“É hora de atrair os chineses”, diz Taleb Rifai

O secretário-geral da Organização Mundial de Turismo afirma que a política de segurança do RJ é crucial para o setor de turismo e que o Brasil deveria se promover na Ásia

Em janeiro, a Organização Mundial de Turismo divulgou resultados que mostram a recuperação do setor em 2010, ano com um desempenho superior ao de 2008, o melhor de todos os tempos. De seu escritório, em Madri, o secretário-geral do órgão, o jordaniano Taleb Rifai, falou a EXAME por telefone.

1) EXAME – Depois da pior parte da crise em 2009, as pessoas voltaram a fazer as malas em 2010?

Taleb Rifai – O ano passado foi o da recuperação. O total de turistas internacionais chegou a 935 milhões, superando em 58 milhões o número de 2009 e em 22 milhões o de 2008. 
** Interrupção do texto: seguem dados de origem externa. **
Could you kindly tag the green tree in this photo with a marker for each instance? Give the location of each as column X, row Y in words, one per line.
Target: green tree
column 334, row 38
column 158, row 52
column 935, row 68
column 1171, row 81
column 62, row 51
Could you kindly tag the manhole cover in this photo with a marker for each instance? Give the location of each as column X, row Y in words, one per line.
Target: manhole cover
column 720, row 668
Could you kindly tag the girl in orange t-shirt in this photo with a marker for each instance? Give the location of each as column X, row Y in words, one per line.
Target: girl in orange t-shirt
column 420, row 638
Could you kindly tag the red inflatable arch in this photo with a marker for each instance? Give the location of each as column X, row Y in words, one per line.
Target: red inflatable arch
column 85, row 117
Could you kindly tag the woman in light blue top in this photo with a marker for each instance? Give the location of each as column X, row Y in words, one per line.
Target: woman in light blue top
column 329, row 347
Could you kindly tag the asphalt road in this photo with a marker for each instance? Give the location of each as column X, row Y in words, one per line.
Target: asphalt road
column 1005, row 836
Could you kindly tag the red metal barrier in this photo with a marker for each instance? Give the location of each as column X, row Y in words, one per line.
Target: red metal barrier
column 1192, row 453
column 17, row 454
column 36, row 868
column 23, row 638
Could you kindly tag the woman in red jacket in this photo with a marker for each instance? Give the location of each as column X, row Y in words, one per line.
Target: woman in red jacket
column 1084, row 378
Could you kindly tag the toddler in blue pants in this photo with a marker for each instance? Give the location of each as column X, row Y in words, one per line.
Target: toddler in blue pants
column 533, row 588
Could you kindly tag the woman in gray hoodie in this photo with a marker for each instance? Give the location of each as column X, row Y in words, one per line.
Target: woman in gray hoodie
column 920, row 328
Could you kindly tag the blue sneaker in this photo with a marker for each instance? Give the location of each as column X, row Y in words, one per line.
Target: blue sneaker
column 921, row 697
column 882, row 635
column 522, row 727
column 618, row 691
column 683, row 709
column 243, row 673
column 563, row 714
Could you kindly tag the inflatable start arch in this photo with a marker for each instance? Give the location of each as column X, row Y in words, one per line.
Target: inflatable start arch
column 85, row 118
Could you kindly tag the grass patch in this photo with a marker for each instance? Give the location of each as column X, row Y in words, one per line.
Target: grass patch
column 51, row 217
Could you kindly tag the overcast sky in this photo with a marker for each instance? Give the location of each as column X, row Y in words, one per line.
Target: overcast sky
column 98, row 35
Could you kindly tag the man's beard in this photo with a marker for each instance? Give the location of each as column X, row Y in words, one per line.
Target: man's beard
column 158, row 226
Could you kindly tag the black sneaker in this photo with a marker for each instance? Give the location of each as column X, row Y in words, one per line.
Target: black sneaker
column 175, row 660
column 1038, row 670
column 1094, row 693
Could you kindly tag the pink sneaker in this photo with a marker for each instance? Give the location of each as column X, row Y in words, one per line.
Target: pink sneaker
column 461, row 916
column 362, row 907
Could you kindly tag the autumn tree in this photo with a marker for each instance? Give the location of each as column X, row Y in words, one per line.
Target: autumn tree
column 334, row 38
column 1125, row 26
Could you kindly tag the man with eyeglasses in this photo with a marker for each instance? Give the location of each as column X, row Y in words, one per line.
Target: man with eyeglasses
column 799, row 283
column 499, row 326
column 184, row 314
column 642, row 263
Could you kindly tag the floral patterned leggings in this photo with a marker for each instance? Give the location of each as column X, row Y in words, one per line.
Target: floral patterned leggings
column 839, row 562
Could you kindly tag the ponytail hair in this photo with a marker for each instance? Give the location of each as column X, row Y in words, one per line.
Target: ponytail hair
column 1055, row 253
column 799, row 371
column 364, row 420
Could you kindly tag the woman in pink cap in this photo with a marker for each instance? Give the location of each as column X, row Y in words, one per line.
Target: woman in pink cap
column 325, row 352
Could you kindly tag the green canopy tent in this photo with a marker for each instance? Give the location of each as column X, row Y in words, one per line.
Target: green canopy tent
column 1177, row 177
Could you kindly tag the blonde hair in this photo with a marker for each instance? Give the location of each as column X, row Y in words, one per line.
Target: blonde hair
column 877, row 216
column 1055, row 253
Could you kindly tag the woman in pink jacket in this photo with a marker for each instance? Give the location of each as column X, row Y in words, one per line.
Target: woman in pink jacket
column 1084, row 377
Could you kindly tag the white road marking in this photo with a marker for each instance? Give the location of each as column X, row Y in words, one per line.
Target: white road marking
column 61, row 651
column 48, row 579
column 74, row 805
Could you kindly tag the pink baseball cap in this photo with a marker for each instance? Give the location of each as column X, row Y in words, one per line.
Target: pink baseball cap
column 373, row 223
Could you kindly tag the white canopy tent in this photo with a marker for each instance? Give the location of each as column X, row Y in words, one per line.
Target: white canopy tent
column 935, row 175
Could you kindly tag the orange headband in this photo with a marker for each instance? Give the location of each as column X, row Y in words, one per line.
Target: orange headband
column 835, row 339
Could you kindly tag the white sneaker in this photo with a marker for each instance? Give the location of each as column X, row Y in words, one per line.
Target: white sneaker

2) EXAME – Quais destinos se destacaram?

Taleb Rifai – Os destinos emergentes, como China, Índia, Rússia e América Latina. Essas regiões tiveram um desempenho muito melhor do que destinos maduros, como a Europa, que apresentaram uma recuperação fraca e lenta. A Ásia foi a região que teve o maior crescimento em 2010: 13%.

3) EXAME – Qual a razão por trás desse fato?

Taleb Rifai – Boa parte dos países asiáticos, como China e Índia, fez campanhas de divulgação, promoveu novos destinos e acabou atraindo turistas de outros países da Ásia, além, claro, de europeus, canadenses e americanos.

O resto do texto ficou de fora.